Friday, May 15, 2009

On Performance and Scaling

Finally, here's what you've been waiting for...

Performance is about getting to the bone with a butcher's knife to get that last bit of flesh (sure, it takes me great effort to say that as a vegetarian...so savor and ruminate this key point). It is about getting the last drop of milch from that udder. Think instruction counts. Think about the shortest path between two points. Think about latency and real-time systems.

Scalability, interestingly, lands you on a different planet. If you had 256 cores underneath, can you get 256,00% utilization? If this is of principal interest to you first then don't worry too much about performance as defined above. Use coarse grained locks, look at the wait time of locks (how long do you have to wait to get inside mutually exclusive code), and worry about pruning your critical sections (mutex protected code) later. Scalability is about throughput, mainly. Performance, is roughly, about latency. Eventually we will combine both and have some real fun.

To get the jargon right - we will use the term performance for a single thread of execution, and scalability for the "parallel performance" of multiple threads of execution.

Designing MT code from scratch can be a bitch if you haven't trained your mind to do so. In my company, PixBlitz Studios, we have some vision engineers (not hard-core programmers but good scientists and mathematicians) solve the algorithm correctly using simple single-threaded logic. Once the algorithm has been nailed, it is psuedo-coded and then parallelized. Sure, there are trade-offs in taking this route, the positive one being that the vision engineers can produce some kick-ass algorithms without worrying about the systems side of life. All algorithms are not naturally parallelizable. Knowledge of this fact can greatly reduce risk and agony. There are cases, however, where such a non-parallelizable problem may start looking interesting (say, to someone like my colleagues Arvind Nithrakayshap or Tudor Bosman from my past lives, or even me for that matter) especially when we know that solving it has much value. Exceptions apart, it is important to solve the problem for correctness before multi-threading it. Before you kill me...

Even in the general case of a solvable MT problem, just because you have nailed the single-threaded algorithm does not mean you can readily multi-thread it.

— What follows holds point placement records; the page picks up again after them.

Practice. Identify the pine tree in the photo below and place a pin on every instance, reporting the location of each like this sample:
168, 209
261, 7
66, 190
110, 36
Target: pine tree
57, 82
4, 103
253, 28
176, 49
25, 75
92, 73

A good approach is to start from a clean sheet of paper and write the parallel algorithm using the single-threaded algorithm in psuedo-code. A sound understanding of the algorithm and the underlying problem domain can quickly give a good sense for what parts can we written as concurrent code and what is intrinsically non-parallelizable. In the difficult case of non-parallelizable logic, it is helpful to understand the effect of sync points (points in the algorithms where some/all threads must synchronize) on the parallel logic. When writing parallel (or scalable) code the sync points play a key role in determining the scalability of the system.

You'll often hear me say - what is the effect of the fast path on the slow path? If the slow path has a systemic feedback loop into the fast path of the system you have a pathological problem to deal with and should be going out fishing instead.

Phew, was that much to digest? Let's focus on the easy case...the code is naturally parallelizable with no frickin gotchas. Should you be worrying about the execution time of a single thread of execution? Or go after the lock wait times? Put coarse locks in your code and use 256,00% CPU utilization first? Let's nail these questions first. Haha. We can then come back with the pruning shears and start shaving off instructions!!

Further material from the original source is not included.